鐘楼の歯車は動き、綱も切れておらず、青銅の鐘そのものにも亀裂はない。けれど神官長マリウスが祝詞を唱え、クラウディオ殿下が王家の紋章に手を置いても、塔の上は黙っていた。
「殿下、祝福が応じておりません」
「鐘が古いのだ。修理させろ」
「機構ではありません」
「では、神官たちの祈りが弱いのだろう」
その場にいた者たちは、息をひそめた。
祈りが弱い。それは神殿への侮辱だった。けれど殿下は、自分がどれほど危うい言葉を口にしたのか気づいていないようだった。

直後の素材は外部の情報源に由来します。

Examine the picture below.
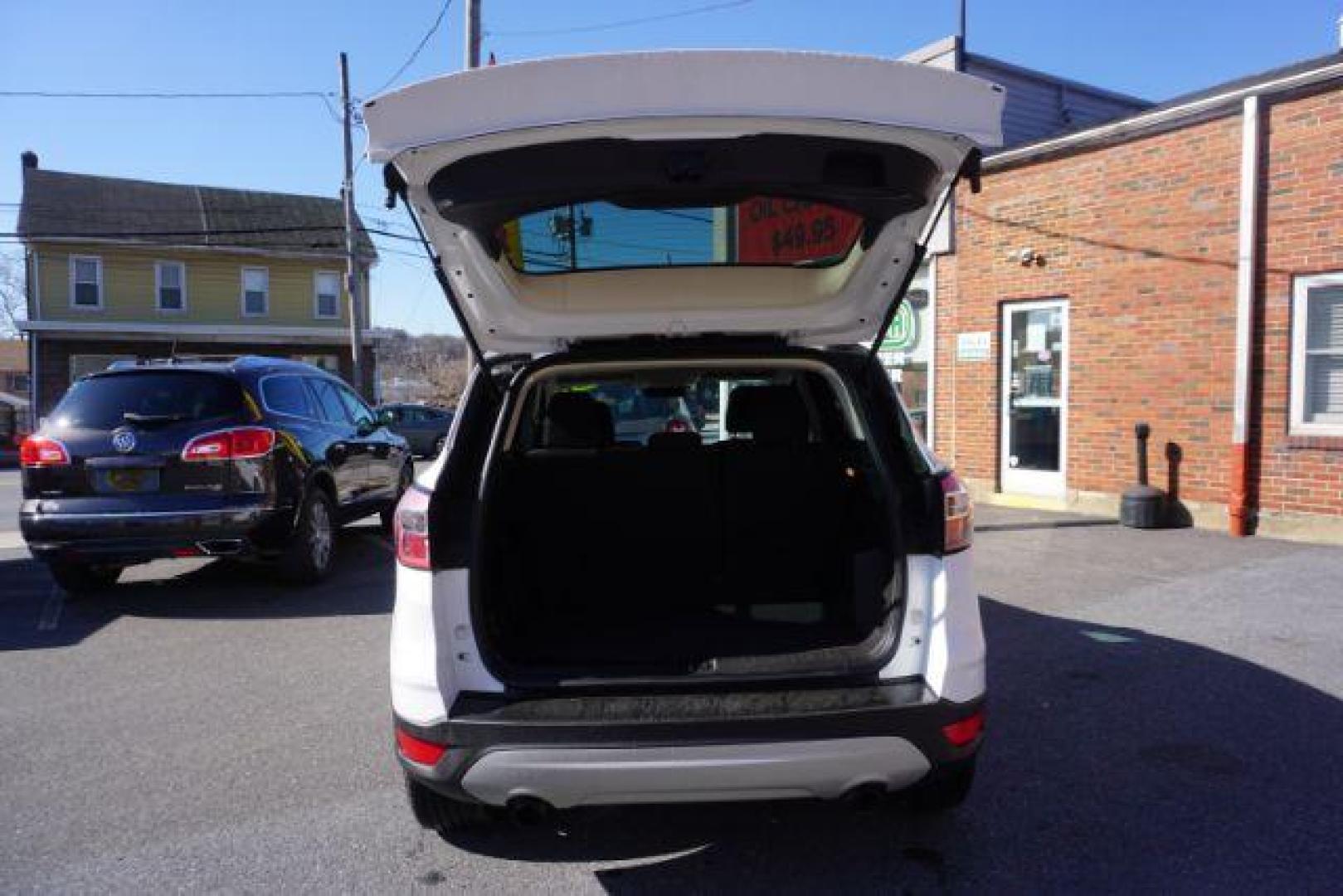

その知らせを聞いた時、私は冷めかけた薬草茶を見つめていた。
「あなたが王宮を去ったことと、王冠が腐ったことは、同じ出来事ではありません」
オルフェウスは静かに言った。
「けれど、つながっています」
「つながっていることと、あなたが責任を負うことは違います」
言葉は硬かった。けれど、その硬さは壁ではなく、橋の足場のようだった。急にこちらへ踏み込んでこない。私が渡るかどうかを待っている。
「もう少し、おいしくする方法はありますか」
自分でも、なぜそんなことを聞いたのか分からない。
オルフェウスは、たいへん真剣に考え込んだ。
「蜂蜜を入れると、多少ましになります」
「多少」
「根本的な解決にはなりません」
「薬草茶の話ですよね」
「はい」
その返事があまりにも重々しくて、私は杯を持ったまま、とうとう小さく笑った。
王宮の鐘は鳴っていない。王冠は腐り始めている。私は婚約を破棄され、安宿の狭い部屋で、隣国の外交官が作ったまずい薬草茶を飲んでいる。
状況だけ並べれば、ひどいものだ。
それでも、私の足元の影は、久しぶりに私のそばで眠るように静かだった。
王宮の鐘は鳴らなかった。
けれど私の影は、久しぶりに私の足元で眠っていた。